Max von Baden kam daher zu spät, als er Linsingen auffordern wollte einen Schießbefehl "zum Schutz von Leben und Existenz der Bürger und zum Schutz der Regierungsgebäude"Haffner, Sebastian: "Die deutsche Revolution 1918/1919". München 1979; Seite 80 zu erteilen; der gegensätzliche Befehl war bereits erteilt worden. Doch hatte auch dieser keine Bedeutung mehr, da sämtliche Regierungstruppen in Berlin schon zu den Aufständischen übergelaufen waren. Diejenigen Soldaten, die das Schloss Bellevue und die Spreebrücke verteidigen sollten, warfen kurzerhand ihre Gewehre in den Fluss und sogar die Polizisten zogen sich als Zeichen ihrer Solidarität mit den Arbeitern und Soldaten rote Armbinden über. Sie wollten sich von den Kaisertreuen unterschieden wissen, die an der Lützow-/Ecke Genthiner Straße noch immer bewaffneten Widerstand gegen die Demonstranten leisteten.

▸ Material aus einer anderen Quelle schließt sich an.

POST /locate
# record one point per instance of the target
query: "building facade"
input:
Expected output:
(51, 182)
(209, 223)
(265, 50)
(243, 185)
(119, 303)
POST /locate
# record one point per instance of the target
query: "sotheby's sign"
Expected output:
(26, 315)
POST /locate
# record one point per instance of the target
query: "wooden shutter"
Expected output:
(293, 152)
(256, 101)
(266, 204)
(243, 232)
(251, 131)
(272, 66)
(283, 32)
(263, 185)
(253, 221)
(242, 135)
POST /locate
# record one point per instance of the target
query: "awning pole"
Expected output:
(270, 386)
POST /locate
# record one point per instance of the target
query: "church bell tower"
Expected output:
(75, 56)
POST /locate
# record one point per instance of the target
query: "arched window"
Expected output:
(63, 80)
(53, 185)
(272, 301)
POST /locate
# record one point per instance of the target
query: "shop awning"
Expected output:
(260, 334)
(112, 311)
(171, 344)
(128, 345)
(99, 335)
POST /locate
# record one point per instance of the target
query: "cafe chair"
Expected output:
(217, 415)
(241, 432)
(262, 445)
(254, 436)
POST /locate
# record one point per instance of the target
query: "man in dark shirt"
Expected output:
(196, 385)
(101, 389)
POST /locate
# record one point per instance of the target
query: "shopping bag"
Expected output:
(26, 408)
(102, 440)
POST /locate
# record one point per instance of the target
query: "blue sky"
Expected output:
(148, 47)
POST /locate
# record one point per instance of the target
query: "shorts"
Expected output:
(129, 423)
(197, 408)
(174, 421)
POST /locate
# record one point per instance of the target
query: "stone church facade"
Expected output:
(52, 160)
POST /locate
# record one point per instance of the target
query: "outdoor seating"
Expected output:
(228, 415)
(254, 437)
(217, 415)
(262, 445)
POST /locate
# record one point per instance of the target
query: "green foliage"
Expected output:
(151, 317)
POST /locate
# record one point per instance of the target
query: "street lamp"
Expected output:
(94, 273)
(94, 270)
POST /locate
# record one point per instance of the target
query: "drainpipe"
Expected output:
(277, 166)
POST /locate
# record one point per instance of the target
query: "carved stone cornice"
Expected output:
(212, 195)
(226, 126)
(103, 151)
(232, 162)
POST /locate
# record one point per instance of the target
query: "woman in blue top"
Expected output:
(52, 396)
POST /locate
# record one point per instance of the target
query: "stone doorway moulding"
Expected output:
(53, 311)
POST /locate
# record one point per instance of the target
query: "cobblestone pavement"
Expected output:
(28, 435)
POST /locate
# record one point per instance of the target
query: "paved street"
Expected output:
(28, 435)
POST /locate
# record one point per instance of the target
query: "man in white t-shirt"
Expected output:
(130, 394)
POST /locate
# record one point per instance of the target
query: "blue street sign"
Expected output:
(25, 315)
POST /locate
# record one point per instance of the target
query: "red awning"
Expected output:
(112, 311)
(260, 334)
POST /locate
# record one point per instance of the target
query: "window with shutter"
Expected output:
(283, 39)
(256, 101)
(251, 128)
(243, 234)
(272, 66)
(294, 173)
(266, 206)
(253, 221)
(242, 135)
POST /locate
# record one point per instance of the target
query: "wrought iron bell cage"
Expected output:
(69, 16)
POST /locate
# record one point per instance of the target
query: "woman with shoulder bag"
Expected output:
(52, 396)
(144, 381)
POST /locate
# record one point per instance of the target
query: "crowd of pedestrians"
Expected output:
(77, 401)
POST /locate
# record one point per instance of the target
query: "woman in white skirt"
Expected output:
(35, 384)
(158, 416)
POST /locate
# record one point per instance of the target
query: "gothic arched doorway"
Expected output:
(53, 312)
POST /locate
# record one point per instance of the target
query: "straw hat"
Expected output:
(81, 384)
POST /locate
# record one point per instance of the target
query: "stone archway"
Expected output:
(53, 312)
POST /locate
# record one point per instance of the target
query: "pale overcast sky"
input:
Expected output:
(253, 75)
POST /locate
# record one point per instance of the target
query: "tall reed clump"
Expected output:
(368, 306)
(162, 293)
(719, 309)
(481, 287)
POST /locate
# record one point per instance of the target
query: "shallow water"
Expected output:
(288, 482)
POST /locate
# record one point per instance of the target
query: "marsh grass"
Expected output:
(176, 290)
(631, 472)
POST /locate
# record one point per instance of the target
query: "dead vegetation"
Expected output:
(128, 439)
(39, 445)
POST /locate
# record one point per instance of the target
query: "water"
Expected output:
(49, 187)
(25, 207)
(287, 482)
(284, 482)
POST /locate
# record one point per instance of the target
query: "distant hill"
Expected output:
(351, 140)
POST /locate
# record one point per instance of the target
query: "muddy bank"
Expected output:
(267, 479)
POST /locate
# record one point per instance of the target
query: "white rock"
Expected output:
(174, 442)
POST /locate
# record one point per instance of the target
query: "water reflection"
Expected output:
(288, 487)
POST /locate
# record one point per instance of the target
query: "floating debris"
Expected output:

Um 13.00 Uhr beschloss das Provinzialschulkollegium, dass die Schulen nicht geschlossen werden sollten, jedoch wurde den Schulleitern freigestellt den Unterricht "zum Schutz der Kinder" auszusetzen.
Auf Grund der Masse an Ereignissen an diesem Tag druckten die Zeitungen diese am 9.November einfach in der Reihenfolge ab, wie sie in den Redaktionen eintrafen, wodurch die Uhrzeiten je nach Blatt sehr variierten. Um die Menschen bestmöglich über den Stand der Dinge zu informieren, wurden teilweise drei Ausgaben einer Zeitung gedruckt, die meist nur vier Seiten umfassten. Der Absatz war enorm; jeder wollte wissen, welche Konsequenzen die Aktionen haben würden.